Impressions de mes voyages aux Indes/Notre visite au palais

Sturgis & Walton company (p. 11-19).

NOTRE VISITE AU PALAIS


À dix heures, nous visitâmes le palais où habite S. A. Le Maharana, situé au milieu de la ville indigène, entouré d’énormes murailles. La nouvelle partie, récemment construite, est tout-à-fait européenne ; elle est réservée aux grandes réceptions officielles. Le Maharana ne va là que très rarement, seulement après quelque grand banquet officiel, pour boire à la santé du roi, car ses goûts et coutumes sont tout-à-fait différents de nous autres. Dans les chambres au dessus se trouvent quelques vieux portraits de ses ancêtres, estimés d’une grande valeur, aux costumes très voyants et pittoresques, dont le personnage porte toujours une fleur de lotus à la main, considérée comme leur emblème. On nous fit remarquer spécialement le grand portrait de Partap Singh, homme de belle taille, à la physionomie énergique, aux traits réguliers et durs, qui triompha glorieusement sur son grand ennemi l’Empereur Akbar de Delhi. À l’époque des invasions mogholes, ces grands guerriers eurent des guerres successives qui avaient pour but de ne pas laisser contracter les alliances entre les hindous et les mahométans, afin de conserver leur race pure et leur caste intacte.

L’autre partie du Palais, est habitée par le Maharana et toute sa suite, composée d’Officiers et de Nobles, dont la vie dans cette enceinte est très familiale, ayant chacun leurs appartements privés.

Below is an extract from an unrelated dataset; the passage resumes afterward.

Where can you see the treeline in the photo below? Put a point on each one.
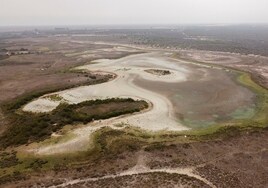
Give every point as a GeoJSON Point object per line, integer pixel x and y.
{"type": "Point", "coordinates": [27, 127]}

Ils trouvent toujours le temps de se réunir devant l’entrée principale du Palais pour discuter les affaires d’état, pour lesquelles ils sont toujours très intrigués. Parmi eux, il y a toujours un bon gros, qui fait le bouffon en racontant des histoires improvisées spirituelles et amusantes.

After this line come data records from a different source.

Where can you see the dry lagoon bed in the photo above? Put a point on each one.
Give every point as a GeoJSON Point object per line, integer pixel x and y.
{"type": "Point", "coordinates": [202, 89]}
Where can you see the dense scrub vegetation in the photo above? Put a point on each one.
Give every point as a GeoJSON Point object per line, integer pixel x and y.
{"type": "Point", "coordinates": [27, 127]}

Par centaines les tourterelles et pigeons viennent manger dans leurs mains, tellement ils sont apprivoisés : cela me rappelle avec grand plaisir, la Place St. Marc à Venise, mais avec un cachet beaucoup plus sauvage.

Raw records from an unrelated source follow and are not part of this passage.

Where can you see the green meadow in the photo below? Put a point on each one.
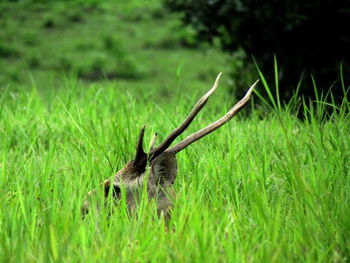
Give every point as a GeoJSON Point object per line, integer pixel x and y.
{"type": "Point", "coordinates": [78, 81]}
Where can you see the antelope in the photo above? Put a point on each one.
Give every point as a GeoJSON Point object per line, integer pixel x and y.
{"type": "Point", "coordinates": [161, 163]}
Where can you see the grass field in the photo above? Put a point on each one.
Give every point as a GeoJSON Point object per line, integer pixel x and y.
{"type": "Point", "coordinates": [266, 187]}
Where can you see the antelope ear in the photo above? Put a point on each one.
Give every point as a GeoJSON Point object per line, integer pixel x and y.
{"type": "Point", "coordinates": [164, 168]}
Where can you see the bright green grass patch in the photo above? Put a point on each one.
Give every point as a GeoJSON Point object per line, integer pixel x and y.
{"type": "Point", "coordinates": [261, 190]}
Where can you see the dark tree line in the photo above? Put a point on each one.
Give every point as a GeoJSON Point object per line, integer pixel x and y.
{"type": "Point", "coordinates": [306, 36]}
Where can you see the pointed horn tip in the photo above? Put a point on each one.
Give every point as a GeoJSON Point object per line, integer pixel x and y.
{"type": "Point", "coordinates": [253, 86]}
{"type": "Point", "coordinates": [218, 77]}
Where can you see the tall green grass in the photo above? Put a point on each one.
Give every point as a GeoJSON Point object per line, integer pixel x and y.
{"type": "Point", "coordinates": [266, 188]}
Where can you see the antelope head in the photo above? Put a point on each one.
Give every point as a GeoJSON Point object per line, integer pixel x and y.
{"type": "Point", "coordinates": [160, 162]}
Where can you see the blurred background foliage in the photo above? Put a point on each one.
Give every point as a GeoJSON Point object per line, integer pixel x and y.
{"type": "Point", "coordinates": [162, 41]}
{"type": "Point", "coordinates": [306, 36]}
{"type": "Point", "coordinates": [136, 44]}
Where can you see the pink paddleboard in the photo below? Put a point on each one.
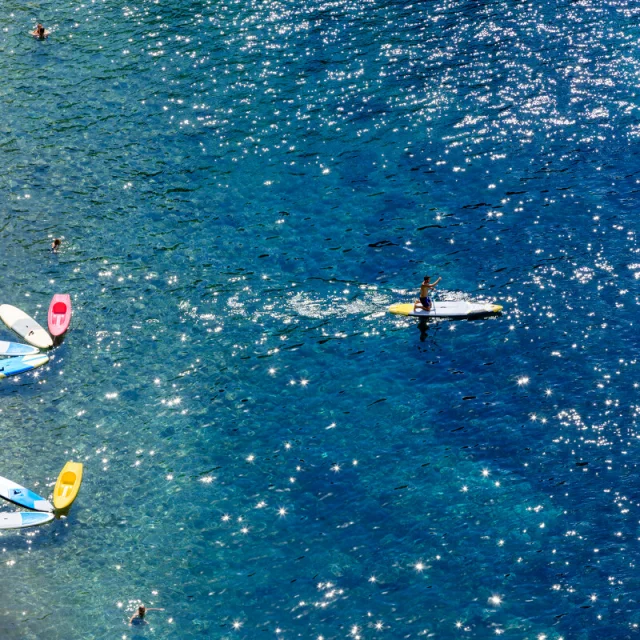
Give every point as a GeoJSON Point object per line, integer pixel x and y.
{"type": "Point", "coordinates": [59, 314]}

Nous commençâmes d’abord par visiter les armureries qui renferment des armes très curieuses, d’une très grande valeur. L’Officier

Ville et Palais d’Odaipure

Ville et Palais d’Odaipure
qui était en charge, nous frappa par sa belle tête à barbe blanche et son allure guerrière ; il nous montra avec orgueil et grande joie les armes les plus célèbres qui servirent à défendre la ville d’Odaipure contre ses agresseurs.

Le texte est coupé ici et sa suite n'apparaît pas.